Em cidades como Paris e Bogotá, governos aproveitaram o momento para expandir ciclovias, reorganizar o espaço urbano e incentivar o transporte coletivo com mais faixas exclusivas e integração entre modais.
Em São Paulo, as intervenções têm sido pontuais e tímidas. Resultado: a cidade voltou ao velho padrão - com congestionamento alto, baixa eficiência no transporte coletivo e pouca aposta em alternativas sustentáveis.
Planejamento urbano e mobilidade
O advogado Francisco Ribeiro Gago, especialista em urbanismo, lembra que o próprio Plano Diretor de São Paulo reconhece o papel da mobilidade como fator central na qualidade de vida e produtividade da cidade.
"O tempo gasto no deslocamento, quando excessivo ou prejudicado pela lentidão do trânsito, além de improdutivo, é estressante. Uma cidade com essa rotina de trânsito moroso afeta a qualidade de vida da população e a própria economia", afirma.
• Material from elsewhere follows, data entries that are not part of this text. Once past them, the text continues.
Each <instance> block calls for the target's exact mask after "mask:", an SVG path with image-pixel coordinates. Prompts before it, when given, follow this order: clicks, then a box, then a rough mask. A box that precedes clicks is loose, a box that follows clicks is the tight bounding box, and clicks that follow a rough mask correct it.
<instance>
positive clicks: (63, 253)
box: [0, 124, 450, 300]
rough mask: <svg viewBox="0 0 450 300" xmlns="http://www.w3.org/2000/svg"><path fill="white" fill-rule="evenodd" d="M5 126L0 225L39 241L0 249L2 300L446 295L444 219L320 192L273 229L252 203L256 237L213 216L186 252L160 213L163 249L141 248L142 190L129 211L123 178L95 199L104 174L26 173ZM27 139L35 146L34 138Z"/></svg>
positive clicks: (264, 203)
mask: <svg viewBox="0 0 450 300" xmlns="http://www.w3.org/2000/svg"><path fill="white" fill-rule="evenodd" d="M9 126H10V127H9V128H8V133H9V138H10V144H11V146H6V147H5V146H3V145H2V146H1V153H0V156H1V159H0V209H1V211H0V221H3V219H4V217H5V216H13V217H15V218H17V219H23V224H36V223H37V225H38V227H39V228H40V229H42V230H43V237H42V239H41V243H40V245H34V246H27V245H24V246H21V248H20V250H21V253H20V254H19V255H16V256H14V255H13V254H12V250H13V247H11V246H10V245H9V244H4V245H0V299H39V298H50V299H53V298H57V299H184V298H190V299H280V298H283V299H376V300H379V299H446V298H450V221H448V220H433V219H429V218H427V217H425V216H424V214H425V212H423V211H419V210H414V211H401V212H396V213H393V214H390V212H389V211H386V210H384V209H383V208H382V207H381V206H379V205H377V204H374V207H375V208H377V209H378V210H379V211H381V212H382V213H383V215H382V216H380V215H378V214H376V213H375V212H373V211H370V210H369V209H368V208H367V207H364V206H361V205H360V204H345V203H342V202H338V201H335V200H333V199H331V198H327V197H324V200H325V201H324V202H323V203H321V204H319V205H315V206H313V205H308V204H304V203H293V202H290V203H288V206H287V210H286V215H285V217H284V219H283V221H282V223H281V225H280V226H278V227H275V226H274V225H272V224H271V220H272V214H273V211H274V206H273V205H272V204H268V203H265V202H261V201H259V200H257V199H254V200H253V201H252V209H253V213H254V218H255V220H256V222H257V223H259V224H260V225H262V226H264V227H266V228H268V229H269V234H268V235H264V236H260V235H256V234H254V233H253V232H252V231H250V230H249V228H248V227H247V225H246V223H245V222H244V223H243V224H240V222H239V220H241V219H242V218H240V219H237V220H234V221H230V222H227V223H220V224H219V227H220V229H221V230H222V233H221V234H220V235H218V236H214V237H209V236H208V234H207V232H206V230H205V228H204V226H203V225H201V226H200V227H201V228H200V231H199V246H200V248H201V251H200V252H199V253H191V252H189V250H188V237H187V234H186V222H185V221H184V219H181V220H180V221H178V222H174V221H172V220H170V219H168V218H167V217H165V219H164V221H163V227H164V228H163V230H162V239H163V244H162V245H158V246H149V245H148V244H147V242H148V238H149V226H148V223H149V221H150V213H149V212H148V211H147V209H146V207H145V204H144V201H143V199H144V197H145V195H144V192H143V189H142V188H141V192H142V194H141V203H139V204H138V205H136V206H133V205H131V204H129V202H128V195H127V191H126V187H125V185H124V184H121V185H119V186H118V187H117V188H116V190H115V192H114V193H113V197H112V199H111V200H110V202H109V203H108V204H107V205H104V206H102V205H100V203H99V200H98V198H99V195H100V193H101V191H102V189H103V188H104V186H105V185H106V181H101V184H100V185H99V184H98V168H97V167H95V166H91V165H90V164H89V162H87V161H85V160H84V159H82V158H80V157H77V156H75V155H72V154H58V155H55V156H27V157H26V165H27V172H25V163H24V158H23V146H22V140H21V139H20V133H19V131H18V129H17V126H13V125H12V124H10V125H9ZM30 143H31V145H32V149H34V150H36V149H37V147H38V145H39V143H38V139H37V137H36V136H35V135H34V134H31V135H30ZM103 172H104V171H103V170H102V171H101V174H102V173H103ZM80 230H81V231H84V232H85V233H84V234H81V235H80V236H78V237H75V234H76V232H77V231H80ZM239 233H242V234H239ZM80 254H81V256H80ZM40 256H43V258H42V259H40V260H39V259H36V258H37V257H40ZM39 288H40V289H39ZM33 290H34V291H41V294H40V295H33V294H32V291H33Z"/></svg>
Para ele, é evidente que as políticas públicas precisam priorizar o transporte coletivo e a circulação de pedestres.
"O Plano Diretor de São Paulo já traz diretrizes para isso, ao incentivar o adensamento em regiões próximas ao transporte público e desestimular a criação de vagas de garagem. É um caminho para reduzir grandes deslocamentos e, consequentemente, a circulação de veículos."
O que diz a CET
Em nota, a CET afirma que "trabalha continuamente com ações de engenharia de tráfego, fiscalização e orientação aos motoristas e pedestres, além de integrar-se a outros órgãos da Prefeitura para planejar melhorias no sistema viário e no transporte público".
A empresa, vinculada à Prefeitura de São Paulo, acrescenta que "a reversão de quadros de maior lentidão envolve planejamento de médio e longo prazo, incentivo a modais alternativos e ajustes operacionais conforme a necessidade".